About the Company :

Zemoso Technologies is a Software Product Market Fit Studio that brings Silicon Valley style rapid prototyping and rapid application builds to Entrepreneurs and Corporate innovation. We offer Innovation as a service and work on ideas from scratch and take it to the Product Market Fit stage using Design Thinking->Lean Execution>Agile Methodology.

We were featured as one of Deloitte's Fastest 50 growing tech companies from India thrice (2016, 2018, and 2019). We were also featured in Deloitte Technology Fast 500 Asia Pacific both in 2016 and 2018.

We are located in Hyderabad, India, and Dallas, US. We have recently incorporated another office in Waterloo, Canada. Our founders have had past successes founded a decision management company acquired by SAP AG (now part of Hana Big Data stack & NetWeaver BPM), early engineering team of Zoho (leading billion$ SaaS player) & some Private Equity experience. Marquee customers, along with some exciting start-ups, are part of our clientele.

Location - Pune/Mumbai/Chennai/Hyderabad/Bangalore (Hybrid)

Role Overview :

We are looking for a Senior Data Engineer who can own and deliver complex data engineering solutions, working across data pipelines, transformations, and cloud-based data platforms.

This role bridges hands-on execution and solution design, ensuring reliability, scalability, and clarity in data systems used for analytics and AI-driven use cases.

Key Responsibilities :

Data Engineering & Solution Ownership :

- Design, build, and maintain robust and scalable data pipelines using Python, SQL, and modern data engineering frameworks.

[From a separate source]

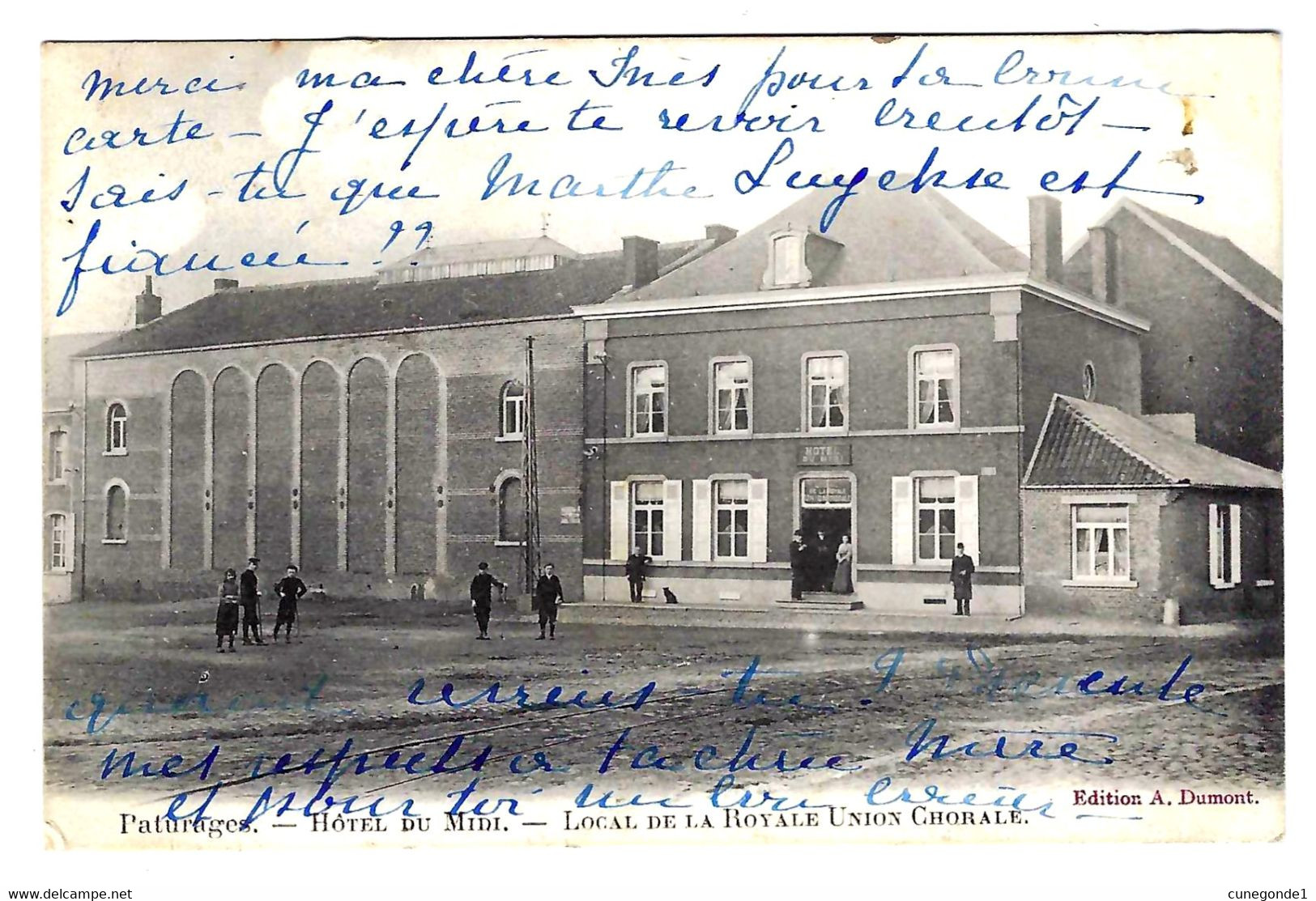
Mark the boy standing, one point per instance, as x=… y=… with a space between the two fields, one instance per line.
x=290 y=589
x=547 y=592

- Own sub-systems or end-to-end data workflows, from ingestion to curated datasets.

- Work with structured and semi-structured data across data warehouses, data lakes, and cloud storage.

Pipeline Orchestration & Processing :

- Develop and manage data workflows using orchestration tools such as Apache Airflow or equivalent frameworks.

- Implement ETL / ELT pipelines using tools such as Databricks, PySpark, or Spark SQL, depending on project needs.

- Handle data migrations and integrations from multiple source systems.

Cloud & Platform Enablement :

- Build and deploy data pipelines in cloud environments (AWS / Azure / GCP).

- Work with cloud-native services such as object storage (S3 / ADLS), compute clusters, and containerized environments where applicable.

- Optimize pipelines and clusters for performance, reliability, and cost efficiency.

Data Quality & Reliability :

- Implement data validation, quality checks, and monitoring to ensure data accuracy and consistency.

- Troubleshoot and resolve pipeline failures and performance issues.

- Contribute to maintaining data models, schemas, and technical documentation.

Collaboration & Mentoring :

- Collaborate closely with data scientists, analysts, backend engineers, and product teams.

- Guide and mentor Data Engineers, providing code and design reviews.

- Clearly communicate design decisions, trade-offs, and technical concepts to stakeholders.

Must-Have Skills :

- Strong proficiency in Python and SQL for data processing and transformations.

- Solid experience with data modeling, data warehouses, and data lakes.

- Hands-on experience with Databricks, Spark / PySpark, or similar distributed data processing frameworks.

- Experience designing and managing ETL / ELT pipelines.

- Working knowledge of cloud platforms (AWS / Azure / GCP).

- Experience with Git-based version control and collaborative development workflows.

- Ability to work with APIs and external data sources.

Nice-to-Have Skills :

- Experience with workflow orchestration tools beyond Airflow.

- Exposure to Kubernetes, Docker, or containerized data workloads.

- Familiarity with data visualization tools (Tableau, Power BI, etc.).

- Understanding of big data ecosystems (Hadoop, HDFS, YARN, Snowflake).

- Experience with data security, governance, or compliance-related data flows.

- Relevant certifications in data engineering or cloud technologies.

What Success Looks Like in This Role :

- You independently own and deliver complex data pipelines or data subsystems.

- You reduce ambiguity for junior engineers through clear design and guidance.

- Your pipelines are reliable, observable, and production-ready.

- You contribute to improving standards, practices, and documentation across the data engineering team.